Ummm, to my layman ears, that sounds highly, highly sensitive…. Those tolerances are going to be ridiculously tight.

[–]ChickenPotDicks 314 points 1 day ago
Engineer here, Musk goes into a bit more detail about the air bearings in the pdf…  When the gap height between a ski and the tube wall is reduced, the flow field in the gap exhibits a highly non-linear reaction resulting in large restoring pressures…

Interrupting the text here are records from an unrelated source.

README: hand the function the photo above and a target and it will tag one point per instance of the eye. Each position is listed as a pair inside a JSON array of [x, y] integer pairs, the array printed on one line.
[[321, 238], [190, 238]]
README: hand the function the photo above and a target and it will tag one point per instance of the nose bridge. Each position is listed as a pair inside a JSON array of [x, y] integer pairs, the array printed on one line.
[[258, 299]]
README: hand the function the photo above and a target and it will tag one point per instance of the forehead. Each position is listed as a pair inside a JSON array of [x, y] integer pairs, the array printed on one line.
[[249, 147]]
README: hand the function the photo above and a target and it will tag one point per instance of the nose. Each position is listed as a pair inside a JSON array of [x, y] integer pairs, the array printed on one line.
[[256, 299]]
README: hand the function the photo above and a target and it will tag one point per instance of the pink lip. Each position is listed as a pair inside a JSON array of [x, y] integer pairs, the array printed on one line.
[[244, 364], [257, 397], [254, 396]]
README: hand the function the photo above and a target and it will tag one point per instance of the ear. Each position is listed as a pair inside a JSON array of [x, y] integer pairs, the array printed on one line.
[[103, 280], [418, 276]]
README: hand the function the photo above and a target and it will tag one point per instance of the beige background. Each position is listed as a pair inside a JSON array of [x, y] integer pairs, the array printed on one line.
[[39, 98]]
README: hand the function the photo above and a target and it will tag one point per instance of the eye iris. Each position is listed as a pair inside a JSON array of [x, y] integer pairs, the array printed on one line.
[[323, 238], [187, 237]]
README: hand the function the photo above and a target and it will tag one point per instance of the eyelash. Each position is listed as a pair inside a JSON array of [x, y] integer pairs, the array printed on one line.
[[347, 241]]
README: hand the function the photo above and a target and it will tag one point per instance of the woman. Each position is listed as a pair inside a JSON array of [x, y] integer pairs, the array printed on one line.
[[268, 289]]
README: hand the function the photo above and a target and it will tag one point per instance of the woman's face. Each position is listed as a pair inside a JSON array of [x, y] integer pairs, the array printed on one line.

The point?  The discussion is critical, non-trivial, heavy on engineering.  But another thread—about ones parents hyperlooping up from SoCal to pay a visit is hilarious.  Suddenly, the kids aren’t so sure Hyperloop is a great idea.  The positively cackle as they consider the downsides… and how to game the system.  One kid is texting his parents: cant tlk now, hlooping 30 sec.  Another kid texts his gfrnd: meet me hloop exit 37, pod SF201, 1hr. Got tkts. Luvya.

The larger point?

The larger point is that Musk’s Hyperloop has an imaginative intensity that could propel it past the cynics, past the naysayers and past the entrenched bureaucracies and political-economic power systems.

The geek kids love it.  That means in the grossest terms—a market exists.  Elon Musk is an entrepreneurial genius who knew sensed the market instinctually, that’s why he threw it out to the geek public, to the crowd, to the source.